My argument above is not an indictment of open source and dependencies within code on versions and libraries. Things just get real over time as a code base that was once bulletproof proves to be dependent on something that was deprecated. Keep in mind that my journey to use the GPT-2 model included working with a repository that was published on GitHub just 15 months ago with very limited documentation. The file with developer instructions did not include a comprehensive environment list. I was told that this is why people build Docker containers that can be a snapshot in time deployed again and again to essentially freeze time. That is now how I work in real time or code when I’m doing things actively developing. My general use case is to sit down and work with the latest version of everything. That might not be a good idea as code is generally not assumed to be future proof. An environmental dependency file would help be a signpost for future developers to know where exactly things stood when this code base was shared via repository to GitHub.

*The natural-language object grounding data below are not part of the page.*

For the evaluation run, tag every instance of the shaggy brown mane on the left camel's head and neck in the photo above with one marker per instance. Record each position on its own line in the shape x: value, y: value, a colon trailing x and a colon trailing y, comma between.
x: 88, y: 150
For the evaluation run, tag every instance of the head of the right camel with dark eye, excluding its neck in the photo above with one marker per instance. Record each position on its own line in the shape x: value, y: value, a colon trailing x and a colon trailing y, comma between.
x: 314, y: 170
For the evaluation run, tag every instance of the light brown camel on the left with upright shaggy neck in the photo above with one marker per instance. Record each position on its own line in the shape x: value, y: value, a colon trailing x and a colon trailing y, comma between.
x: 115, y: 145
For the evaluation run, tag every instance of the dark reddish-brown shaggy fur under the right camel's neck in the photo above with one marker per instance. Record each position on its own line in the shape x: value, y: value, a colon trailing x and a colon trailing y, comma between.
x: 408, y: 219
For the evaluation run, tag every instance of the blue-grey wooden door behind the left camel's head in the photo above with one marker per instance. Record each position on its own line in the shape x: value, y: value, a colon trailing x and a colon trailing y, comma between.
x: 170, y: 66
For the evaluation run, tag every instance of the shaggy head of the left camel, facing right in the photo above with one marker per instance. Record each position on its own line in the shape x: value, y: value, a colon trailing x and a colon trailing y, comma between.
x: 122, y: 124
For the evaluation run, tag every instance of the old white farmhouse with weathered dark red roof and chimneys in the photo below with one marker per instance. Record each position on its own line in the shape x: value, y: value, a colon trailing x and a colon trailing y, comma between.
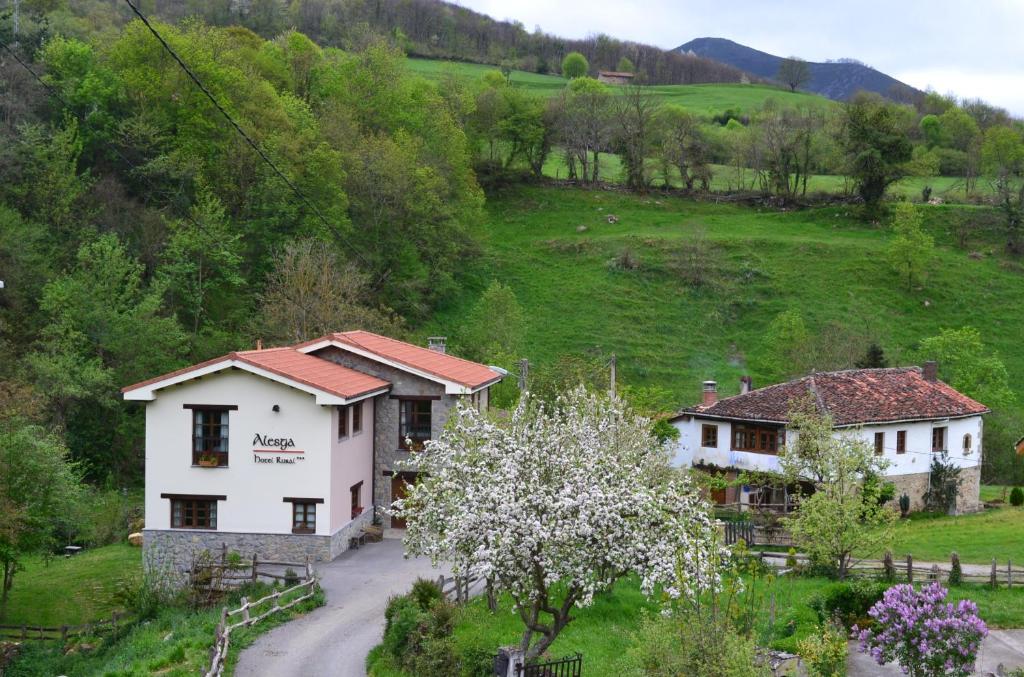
x: 907, y: 414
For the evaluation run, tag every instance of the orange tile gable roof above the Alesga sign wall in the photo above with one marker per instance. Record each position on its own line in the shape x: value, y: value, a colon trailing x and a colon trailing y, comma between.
x: 289, y: 363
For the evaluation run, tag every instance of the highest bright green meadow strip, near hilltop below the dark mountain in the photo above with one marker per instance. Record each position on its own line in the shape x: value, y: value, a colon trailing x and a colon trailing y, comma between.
x: 707, y: 100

Really digging into the adventure of digging into the code base for the last five days has been fun and full of learning. Digging into something for me involves opening the code up in Microsoft Visual Studio Code and trying to understand each block that was shared. The way I learned to tinker with and edit Python code was one programing debugging session at a time. I’ll admit that learning was a lot easier in a Jupyter Notebook environment. That allows you to pretty much run each section one after another and see any errors that are spit out so you can work to debug the code to get to that perfect possible future of working code. Oh that resplendent moment of working code where you move on to the next problem. It is a wonderful feeling of accomplishment to see code work. It is a supremely frustrating feeling to watch errors flood the screen or even worse to get nothing in return beyond obvious failure. Troubleshooting general failure is a lot harder than working to resolve a specific error. Right now between the two sessions of my Google Chrome browser I have maybe 70 tabs open. On reboot it is so bad that I end up having to go to browser settings, history, and recently closed to bulk reopen this massive string of browser tabs that at one point were holding my attention.

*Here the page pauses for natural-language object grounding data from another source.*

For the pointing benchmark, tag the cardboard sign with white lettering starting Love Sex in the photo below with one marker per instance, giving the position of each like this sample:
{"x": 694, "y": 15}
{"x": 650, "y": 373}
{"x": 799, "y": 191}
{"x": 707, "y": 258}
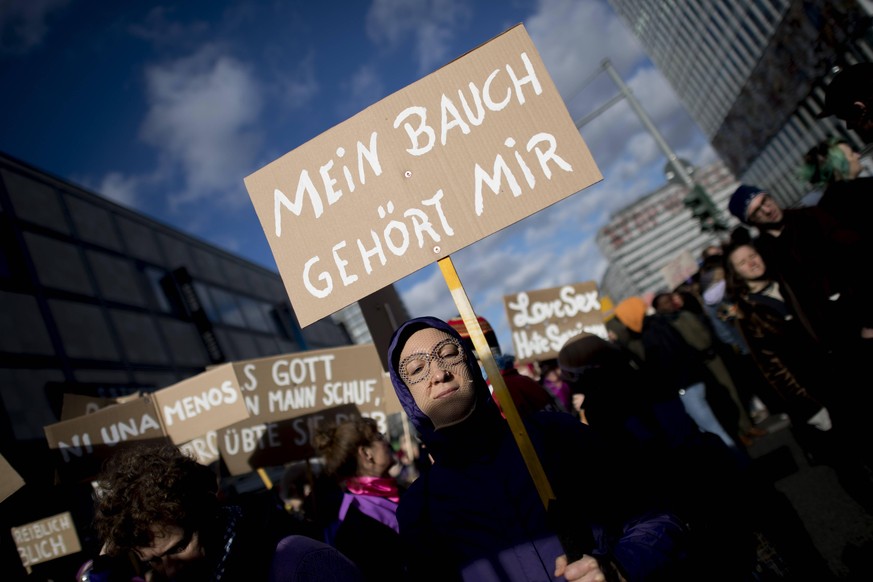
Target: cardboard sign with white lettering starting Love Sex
{"x": 543, "y": 320}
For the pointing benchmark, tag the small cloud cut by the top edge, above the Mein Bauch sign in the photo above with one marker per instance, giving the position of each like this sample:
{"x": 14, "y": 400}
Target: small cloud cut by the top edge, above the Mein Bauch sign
{"x": 429, "y": 23}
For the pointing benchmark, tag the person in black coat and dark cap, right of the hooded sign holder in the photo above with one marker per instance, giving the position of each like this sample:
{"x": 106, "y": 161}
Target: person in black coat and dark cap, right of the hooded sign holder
{"x": 726, "y": 503}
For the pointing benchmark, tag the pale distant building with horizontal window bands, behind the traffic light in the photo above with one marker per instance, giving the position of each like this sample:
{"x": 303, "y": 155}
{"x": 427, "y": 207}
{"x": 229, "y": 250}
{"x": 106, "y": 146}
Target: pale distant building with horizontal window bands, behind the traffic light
{"x": 643, "y": 239}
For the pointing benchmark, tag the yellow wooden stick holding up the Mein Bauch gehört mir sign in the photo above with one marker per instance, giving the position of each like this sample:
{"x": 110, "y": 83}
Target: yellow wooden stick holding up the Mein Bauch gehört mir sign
{"x": 500, "y": 390}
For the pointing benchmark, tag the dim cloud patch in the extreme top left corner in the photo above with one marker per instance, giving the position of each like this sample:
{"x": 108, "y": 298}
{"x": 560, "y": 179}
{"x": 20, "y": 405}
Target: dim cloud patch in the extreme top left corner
{"x": 25, "y": 23}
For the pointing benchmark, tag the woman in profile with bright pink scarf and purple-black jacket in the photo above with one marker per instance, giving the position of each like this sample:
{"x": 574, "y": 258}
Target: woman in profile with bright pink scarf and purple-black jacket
{"x": 359, "y": 458}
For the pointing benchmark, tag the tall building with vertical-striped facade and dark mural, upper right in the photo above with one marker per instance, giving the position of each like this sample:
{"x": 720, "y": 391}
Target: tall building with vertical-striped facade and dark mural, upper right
{"x": 751, "y": 73}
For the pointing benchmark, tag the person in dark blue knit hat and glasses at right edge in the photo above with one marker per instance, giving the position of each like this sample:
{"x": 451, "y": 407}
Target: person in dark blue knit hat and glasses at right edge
{"x": 817, "y": 259}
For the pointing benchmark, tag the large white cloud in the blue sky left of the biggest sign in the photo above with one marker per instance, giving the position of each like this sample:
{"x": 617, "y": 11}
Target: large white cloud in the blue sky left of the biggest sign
{"x": 202, "y": 117}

One of the best features I learned about in GitHub was to search for recently updated repositories. To accomplish that I searched for what I was looking for then sorted the results by last update. Based on the problems described above that type of searching was highly useful to learn the right environmental setup necessary to do the other things I wanted in a Google Colab notebook. On a side note when somebody published to GitHub using a notebook from Google Colab enough bread crumbs exist to find interesting use cases by searching for “colab” plus whatever you are looking for from the main page of GitHub. Out of pure frustration on learning how to set up the environment to get going I used searches filtered to most recently updated for “colab machine learning” and “colab gpt” to get going. Out of that frustration I learned something useful about just looking around to see what people are actively working on and taking a look at what they are actively sharing on GitHub. My searching involved looking at a lot of code repositories that did not have any stars, reviews, or interactions. As my GPT skills improve I’ll make suggestions for some of those repositories on how to get their code bases working again now that a lot of them are getting massive numbers of errors that essentially end up concluding in, “ModuleNotFoundError: No module named ‘tensorflow.contrib’.” That error is truly deflating when it appears. Given how important it is to a lot of models and code I probably would have developed handling for it in the base TensorFlow given that it was intentionally deprecated.

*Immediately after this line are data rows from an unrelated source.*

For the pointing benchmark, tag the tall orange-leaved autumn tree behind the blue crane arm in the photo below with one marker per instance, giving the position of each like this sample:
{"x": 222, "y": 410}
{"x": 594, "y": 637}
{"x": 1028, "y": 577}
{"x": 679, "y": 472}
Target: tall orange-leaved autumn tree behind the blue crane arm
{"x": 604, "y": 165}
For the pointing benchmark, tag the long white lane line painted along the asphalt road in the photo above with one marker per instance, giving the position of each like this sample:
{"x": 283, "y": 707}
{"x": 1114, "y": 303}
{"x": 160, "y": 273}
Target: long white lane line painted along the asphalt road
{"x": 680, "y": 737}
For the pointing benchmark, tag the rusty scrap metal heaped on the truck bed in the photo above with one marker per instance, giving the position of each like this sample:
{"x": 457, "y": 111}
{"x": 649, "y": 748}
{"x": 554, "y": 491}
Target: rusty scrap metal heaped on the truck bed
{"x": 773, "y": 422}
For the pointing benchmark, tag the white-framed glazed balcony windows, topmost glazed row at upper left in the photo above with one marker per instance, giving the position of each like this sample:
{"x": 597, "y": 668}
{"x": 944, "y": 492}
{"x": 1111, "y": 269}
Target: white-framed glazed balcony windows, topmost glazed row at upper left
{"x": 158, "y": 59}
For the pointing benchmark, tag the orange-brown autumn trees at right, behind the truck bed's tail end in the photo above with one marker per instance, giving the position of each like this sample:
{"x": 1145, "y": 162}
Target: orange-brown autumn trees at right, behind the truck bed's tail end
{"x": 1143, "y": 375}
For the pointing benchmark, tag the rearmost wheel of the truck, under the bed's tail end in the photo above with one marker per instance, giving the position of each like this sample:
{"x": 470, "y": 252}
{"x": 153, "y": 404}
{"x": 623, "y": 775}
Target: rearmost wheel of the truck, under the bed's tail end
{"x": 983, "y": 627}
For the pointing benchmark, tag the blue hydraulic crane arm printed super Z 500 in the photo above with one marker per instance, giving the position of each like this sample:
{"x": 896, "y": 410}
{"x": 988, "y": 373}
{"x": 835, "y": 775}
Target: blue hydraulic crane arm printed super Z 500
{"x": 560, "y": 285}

My next big adventure will be to take the environmental setup necessary to get the GPT-2 model working and work out the best method to ingest my corpus of 20 years worth of my writing and see what it spits out as the next post. That has been my main focus in learning how to use this model and potentially even learning how to use the GPT-3 model that was released earlier this week by OpenAI. Part of the fun of doing this is not messing with it locally on my computer and creating a research project that cannot be reproduced. Within what I’m trying to do the fun will be releasing the Jupyter notebook and the corpus file to allow other researchers to build more complex models based on my large writing database or other researches could verify the results through reproducing the steps taking the notebook. That is the really key part here of the whole thing. Giving somebody the tools to freely reproduce the research on Google Colab without any real limitations is a positive setup forward in research quality. Observing a phenomenon and being able to describe it is great. Being able to reproduce the phenomenon being described is how scientific method can be applied to the effort.